At the end of 2020, the Department of Health and Child Care acknowledged that Covid had falsified the vaccination campaign, but a measles catch-up campaign targeting children from birth to 5 years of age only began in January. before, when the number of reported deaths began to rise. Major international health authorities are supporting that campaign, but will not speak to The New York Times about the record because the topic is considered politically sensitive.

Monica Mutsvangwa, Zimbabwe’s Information Minister, said she believes most Protestant families want their children vaccinated.

“Contrary to the usual protest, worshipers of the Apostolic Church in Manicaland have come in numbers to vaccinate against measles,” she said. “However, the process was slow at first.
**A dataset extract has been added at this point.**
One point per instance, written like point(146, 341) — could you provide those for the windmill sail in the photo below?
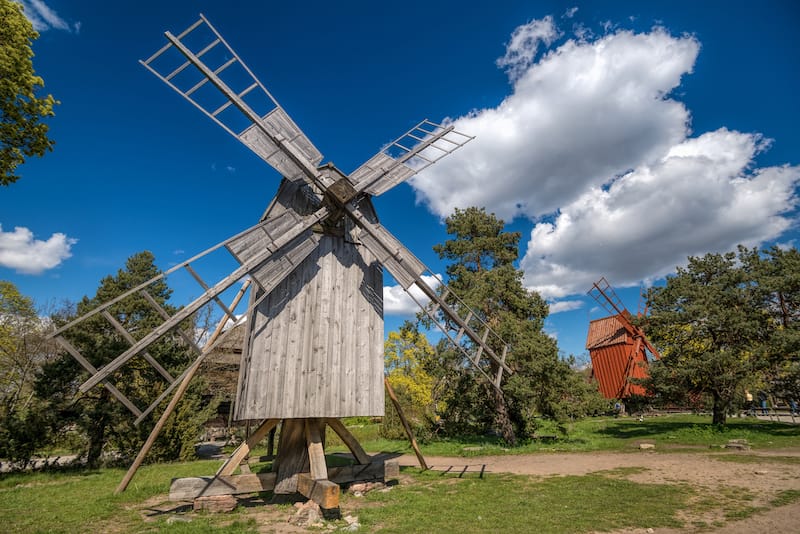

And still some religious groups continue to resist. A lot of advocacy and work with the leaders of these groups is underway.”

Zimbabwean children are more susceptible to acute illness from measles because many of them are malnourished. Per capita income has fallen over the past four years, while food prices have risen due to a variety of factors, including grain shortages due to Russia’s invasion of Ukraine, drought and higher temperatures linked to climate change. Queen.

The last time Zimbabwe had a severe measles outbreak was in 2009, at the height of the hyperinflationary crisis. There have been more than 8,000 cases of the disease, and at least 500 children have died. Since then, the cash-strapped health system has struggled to boost vaccination rates.

A typhoid outbreak last year led to a 10-day campaign in which three million children were immunized against typhoid and polio and given vitamin A, reducing the severity of the disease. measles, but they are not vaccinated against the measles virus.

Viola Mombeyarara’s 20-month-old daughter, Anenyasha, died on September 4. Measles struck her three older children, and they recovered, but vomiting, diarrhea and fever left the baby dehydrated. serious.

Anenyasha was diagnosed with measles by a nurse at a clinic near her home in Muzarabani, in the north of the country, but her mother, a farmer who is a member of the Johane Marange church, believes there are other causes for the disease. her death.

Mombeyarara said: “We could see she was getting better when I brought her home, but witchcraft was used against us. “Why did she die, when others overcame measles? This is the work of evil.”

She says she is still hesitant about vaccinating her other children.

“I don’t know – the herbs we used cured other kids, so they worked,” she said, adding: “I still believe in our way. We cannot vaccinate.”

Jeffrey Moyo Reporting contributions from Harare, Zimbabwe.